Blind Hammer reflects on Moyes’ new coaching setup

It was weird this morning. On the day after a West Ham game I woke up feeling quite serene. For the first time for ages I felt there was a steadying hand at the tiller of the West Ham defensive coaching setup.

After the Everton defeat I wrote that Moyes was not only a man in a hurry but one who needed to learn fast in what direction he wanted to go.
Before and after his appointment there were despairing references to Moyes as a “dinosaur that was going to rely solely on the long ball and parking the bus. In particular his instant recourse to and reliance on the strengths of Andy Carroll seemed ominous for the sort of football we could expect.

Yet after only a month in charge we find the guardian describing West Ham in the following terms.
“Chelsea was deservedly beaten by opponents who were simply more organised, more determined, and more athletic and who found a sting when on top.”

Even a couple of weeks ago the notion that West Ham could be more organised and athletic than a top four side seemed a pipe dream.

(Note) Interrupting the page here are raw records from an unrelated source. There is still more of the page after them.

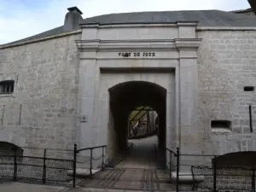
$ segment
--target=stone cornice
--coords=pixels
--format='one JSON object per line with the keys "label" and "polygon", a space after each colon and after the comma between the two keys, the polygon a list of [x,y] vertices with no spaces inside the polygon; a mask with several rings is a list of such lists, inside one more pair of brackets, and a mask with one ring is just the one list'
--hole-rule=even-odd
{"label": "stone cornice", "polygon": [[175,38],[175,44],[178,49],[197,49],[201,38]]}
{"label": "stone cornice", "polygon": [[120,49],[176,49],[173,39],[166,40],[78,40],[75,41],[77,47],[80,51],[88,50],[120,50]]}
{"label": "stone cornice", "polygon": [[146,40],[77,40],[78,49],[83,51],[121,50],[121,49],[195,49],[201,38],[146,39]]}
{"label": "stone cornice", "polygon": [[198,21],[177,21],[172,23],[117,23],[117,24],[81,24],[81,28],[132,28],[132,27],[177,27],[196,26]]}
{"label": "stone cornice", "polygon": [[196,26],[196,31],[256,31],[256,26]]}
{"label": "stone cornice", "polygon": [[69,35],[79,34],[79,33],[81,33],[81,32],[82,32],[82,30],[79,29],[77,31],[63,32],[63,33],[52,35],[52,36],[48,36],[48,37],[41,38],[35,38],[35,39],[32,39],[32,40],[24,40],[24,41],[21,41],[21,42],[19,42],[19,43],[13,43],[13,44],[9,43],[9,44],[0,45],[0,49],[5,49],[5,48],[9,48],[9,47],[15,47],[15,46],[20,46],[20,45],[24,45],[24,44],[37,43],[37,42],[40,42],[40,41],[49,40],[49,39],[52,39],[52,38],[61,38],[61,37],[69,36]]}

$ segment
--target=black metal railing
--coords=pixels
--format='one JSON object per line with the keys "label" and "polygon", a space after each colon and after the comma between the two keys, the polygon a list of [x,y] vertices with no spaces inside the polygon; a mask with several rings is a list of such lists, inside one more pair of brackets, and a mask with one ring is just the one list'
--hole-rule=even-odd
{"label": "black metal railing", "polygon": [[[169,155],[166,162],[166,172],[170,181],[175,183],[177,192],[184,190],[181,189],[183,183],[180,177],[186,176],[185,174],[192,176],[191,190],[256,192],[254,165],[226,166],[216,160],[218,155],[185,154],[181,154],[178,148],[176,152],[169,148],[166,148],[166,154]],[[182,173],[181,167],[190,170],[191,172]]]}
{"label": "black metal railing", "polygon": [[[23,155],[24,149],[27,154]],[[96,154],[93,152],[96,150]],[[26,152],[27,152],[26,151]],[[89,151],[88,156],[78,155]],[[78,164],[79,168],[88,170],[91,178],[94,169],[104,170],[107,163],[107,146],[96,146],[78,149],[74,144],[73,150],[36,148],[15,148],[10,151],[0,151],[0,180],[33,181],[45,183],[67,183],[76,186]],[[84,159],[83,159],[84,158]],[[84,160],[85,158],[85,160]],[[87,165],[86,162],[88,162]],[[86,172],[83,172],[86,175]]]}
{"label": "black metal railing", "polygon": [[[40,149],[38,149],[40,150]],[[44,156],[24,156],[17,153],[0,154],[0,179],[13,181],[34,181],[42,183],[69,183],[68,172],[73,170],[73,160],[49,158],[44,149]]]}
{"label": "black metal railing", "polygon": [[[96,154],[93,152],[96,151]],[[78,154],[81,154],[82,152],[85,153],[84,154],[81,154],[78,156]],[[89,154],[88,153],[89,152]],[[87,155],[86,155],[87,154]],[[107,145],[101,145],[96,147],[91,148],[77,148],[77,144],[74,144],[74,150],[73,150],[73,187],[76,187],[76,166],[77,164],[79,164],[81,167],[84,170],[87,168],[87,172],[84,172],[83,174],[86,175],[89,173],[89,177],[92,178],[93,170],[101,170],[103,171],[105,168],[105,165],[108,163],[107,156]],[[80,159],[80,160],[78,160]],[[95,163],[94,163],[95,162]],[[85,164],[85,166],[84,166]]]}

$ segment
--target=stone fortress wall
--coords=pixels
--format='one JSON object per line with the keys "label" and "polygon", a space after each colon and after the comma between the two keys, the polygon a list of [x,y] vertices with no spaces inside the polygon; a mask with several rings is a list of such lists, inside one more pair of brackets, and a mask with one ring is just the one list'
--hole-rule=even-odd
{"label": "stone fortress wall", "polygon": [[0,49],[0,141],[19,147],[73,148],[77,124],[80,34]]}
{"label": "stone fortress wall", "polygon": [[[250,132],[248,111],[251,104],[256,125],[255,94],[243,87],[256,84],[256,31],[198,30],[197,37],[202,38],[198,152],[255,150],[256,127]],[[0,95],[1,141],[52,148],[73,148],[79,142],[79,53],[74,40],[80,38],[74,34],[0,49],[0,79],[15,81],[14,94]],[[212,129],[213,119],[231,124]]]}

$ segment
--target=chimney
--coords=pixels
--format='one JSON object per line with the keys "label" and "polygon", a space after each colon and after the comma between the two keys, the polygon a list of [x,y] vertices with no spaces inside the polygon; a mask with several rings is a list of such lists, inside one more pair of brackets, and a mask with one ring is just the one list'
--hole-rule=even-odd
{"label": "chimney", "polygon": [[79,22],[83,20],[83,14],[77,7],[67,9],[64,21],[64,32],[70,32],[79,29]]}

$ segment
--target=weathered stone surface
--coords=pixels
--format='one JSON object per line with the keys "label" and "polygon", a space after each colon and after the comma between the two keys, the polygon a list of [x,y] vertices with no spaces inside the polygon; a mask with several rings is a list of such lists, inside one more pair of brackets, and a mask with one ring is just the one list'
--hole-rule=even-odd
{"label": "weathered stone surface", "polygon": [[70,35],[0,49],[0,79],[15,80],[14,94],[0,94],[0,131],[9,134],[1,141],[73,148],[79,134],[79,38]]}
{"label": "weathered stone surface", "polygon": [[[77,39],[84,41],[76,44]],[[248,106],[255,125],[256,97],[243,90],[256,84],[255,39],[253,29],[196,30],[195,23],[177,23],[84,28],[82,34],[0,49],[0,80],[15,80],[14,94],[0,95],[0,131],[7,136],[1,139],[28,147],[72,148],[78,143],[115,148],[108,89],[145,81],[166,90],[167,147],[215,154],[255,150]],[[119,52],[154,56],[123,58]],[[102,73],[109,67],[123,73]],[[142,71],[124,73],[135,67]],[[172,71],[143,73],[160,67]],[[88,122],[79,122],[81,114]],[[215,131],[213,119],[231,126]]]}

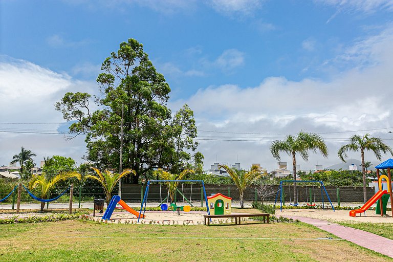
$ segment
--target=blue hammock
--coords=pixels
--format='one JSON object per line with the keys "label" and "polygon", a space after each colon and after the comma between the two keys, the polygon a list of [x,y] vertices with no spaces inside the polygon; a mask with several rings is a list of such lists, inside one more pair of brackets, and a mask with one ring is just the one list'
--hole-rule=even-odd
{"label": "blue hammock", "polygon": [[55,200],[57,200],[57,199],[59,199],[59,198],[60,198],[60,196],[62,196],[62,195],[63,195],[64,194],[65,194],[65,193],[66,193],[66,192],[67,191],[68,191],[68,190],[69,190],[69,189],[70,189],[70,188],[71,187],[71,186],[70,186],[69,187],[68,187],[68,188],[67,188],[67,189],[66,189],[65,190],[64,190],[64,191],[63,191],[62,193],[61,193],[61,194],[60,194],[59,195],[58,195],[57,196],[56,196],[56,198],[54,198],[54,199],[40,199],[39,198],[37,198],[37,196],[36,196],[35,195],[33,195],[33,194],[32,194],[32,193],[31,193],[31,192],[30,191],[29,191],[29,190],[28,190],[28,189],[27,189],[27,188],[26,188],[26,187],[25,187],[25,186],[24,185],[22,185],[23,186],[23,187],[24,187],[24,188],[25,188],[25,189],[26,190],[26,191],[27,191],[27,192],[28,192],[28,193],[29,193],[29,195],[30,195],[30,196],[31,196],[32,198],[33,198],[33,199],[34,199],[35,200],[37,200],[37,201],[39,201],[39,202],[45,202],[45,203],[48,203],[48,202],[51,202],[52,201],[54,201]]}
{"label": "blue hammock", "polygon": [[14,187],[14,189],[12,189],[12,191],[11,191],[11,193],[10,193],[9,194],[8,194],[8,195],[7,196],[6,196],[5,198],[4,198],[4,199],[0,199],[0,202],[3,202],[4,201],[5,201],[5,200],[6,200],[7,199],[8,199],[8,196],[9,196],[10,195],[11,195],[12,194],[12,193],[13,193],[13,192],[14,192],[14,191],[15,191],[15,189],[16,189],[16,188],[17,188],[17,187],[18,187],[18,186],[15,186],[15,187]]}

In complete contradiction to some of the early negative perspective Moyes is showing early signs of intellectual flexibility and insight. He swiftly identified our present vulnerability with a flat back 4, so easily exposed in the Everton game. He responded by having the insight to move Creswell into the left of a defensive 3. Cresswell responded by providing his best performance of the season. This solidity provided the platform for Masuaku to provide a rampaging man of the match performance at left wing back. He stressed the Chelsea defence all afternoon. Conte tried to counter Masuaku by introducing Moses to occupy and reduce his threat. In the event Moses spent more time chasing Masuaku than the other way around. On the right, Zabeleta had arguably his best performance in a West Ham shirt.
Moyes also seems able to unlock the mercurial talents of Arnautovic in a new look forward line up. Moyes stressed post match that Carroll still had an important role at the club but these were talents that would be needed for some but not all games. Yesterday he wanted the pace and mobility of both Arnautovic and Antonio. Even when Arnautovic was withdrawn he wanted the greater mobility that Sakho offered. Moyes provided blunt straightforwardness by criticising Antonio’s physical collapse after the game. He made it clear that he needed forwards who could play for 90 and not 65 minutes. MOYES IS SHOWING ABILITY TO GRAPS SOME uncomfortable NETTLES. THIS WAS HUGELY DEMONSTRATED BY HIS RETENTION OF Adrian in goal. Adrian must feel vindicated now after Sullivan’s description of Hart as the best goalkeeper he has ever worked with.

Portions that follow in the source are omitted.